El tumor glioneuronal formador de rosetas (TGFR) del cuarto ventrículo es un tumor infrecuente que ha sido recientemente caracterizado. Fue incluido como una nueva neoplasia glioneural en el año 2007 por la Organización Mundial de la Salud (OMS) en la clasificación de tumores del sistema nervioso central. Dentro de este grupo hemos encontrado 34 casos documentados. En este artículo presentamos un nuevo caso de TGFR del cuarto ventrículo con hemorragia intratumoral postraumática y revisamos la literatura existente de esta nueva entidad.

Caso clínico

Paciente de 30 años que tras sufrir traumatismo craneoencefálico leve presentó cefalea, diplopía y ataxia. Los estudios de tomografía computarizada y resonancia magnética cerebral revelaron una tumoración a nivel del cuarto ventrículo con sangrado intralesional y áreas de calcificación. La paciente fue intervenida realizándose extirpación tumoral macroscópicamente completa. El estudio anatomopatológico mostró un tumor glioneuronal formador de rosetas del cuarto ventrículo.

Conclusiones

Los TGFR del cuarto ventrículo son raros y afectan a adultos jóvenes. La evidencia demuestra que el pronóstico suele ser favorable, pero existe la posibilidad de progresión y recidiva. La hemorragia intratumoral es una forma de presentación muy poco habitual que implica riesgo para la vida del paciente. La resección quirúrgica debe ser cuidadosa debido a la localización de estas lesiones y su extensión hacia zonas críticas. Todos los pacientes, independientemente del grado de resección logrado, precisan un seguimiento a largo plazo por el riesgo de recidiva tardía.

Palabras clave:
Tumor glioneuronal formador de rosetas
Cuarto ventrículo
Hemorragia intratumoral
Summary
Introduction

Rosette-forming glioneuronal tumor (RGNT) of the fourth ventricle is a rare tumor that has been recently characterized. RGNT was included as a new glioneuronal tumor in 2007 by the World Health Organization (WHO) in classification of tumors of the central nervous system. Within this group we found 34 documented cases. We present a new case of RGNT of the fourth ventricle with intratumoral posttraumatic bleeding and review the existing literature of this new entity.

Case report

A 30-year-old patient was admitted after suffering mild traumatic brain injury (TBI) had headache, diplopia and ataxia. Studies of computed tomography and magnetic resonance imaging revealed a tumor at the fourth ventricle with intralesional bleeding and areas of calcification. She was operated performing macroscopically complete tumor resection.

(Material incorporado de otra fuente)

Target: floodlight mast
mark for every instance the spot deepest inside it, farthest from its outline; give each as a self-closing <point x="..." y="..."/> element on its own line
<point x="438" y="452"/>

Pathologic examination showed a rosette-forming glioneuronal tumor of the fourth ventricle.

Conclusions

The RGNT of the fourth ventricle are rare and affect young adults. The evidence shows that the prognosis is usually favorable but there is the possibility of progression and recurrence. Intratumoral hemorrhage is a very unusual presentation that involves risk to the patient's life. Surgical resection should be careful due to the location of these lesions and their extension into critical areas, all patients regardless of extent of resection achieved require a long-term monitoring of the risk of late relapse.

Keywords:
Rosette-forming glioneuronal tumor
Fourth ventricle
Intratumoral hemorrhage
Texto Completo
Introducción

Los tumores glioneuronales formadores de rosetas (TGFR) del cuarto ventrículo son tumores infrecuentes. Inicialmente fueron conocidos como tumor neuroepitelial disembrioplásico del cerebelo, y sus características principales fueron descritas por Kuchelmeister et al. en 19951. Sin embargo, el TGFR del cuarto ventrículo como tal fue descrito por primera vez en una serie de 11 pacientes por Komori et al.2,3. En la clasificación de la OMS de los tumores del SNC del año 2007 fue considerado como una nueva neoplasia glioneuronal independiente. En cuanto a localización, son tumores que generalmente están en relación con el cuarto ventrículo o el acueducto de Silvio, aunque también se han descrito casos en localizaciones no relacionadas con estas estructuras, como vermis y hemisferios cerebelosos, e incluso a nivel medular4.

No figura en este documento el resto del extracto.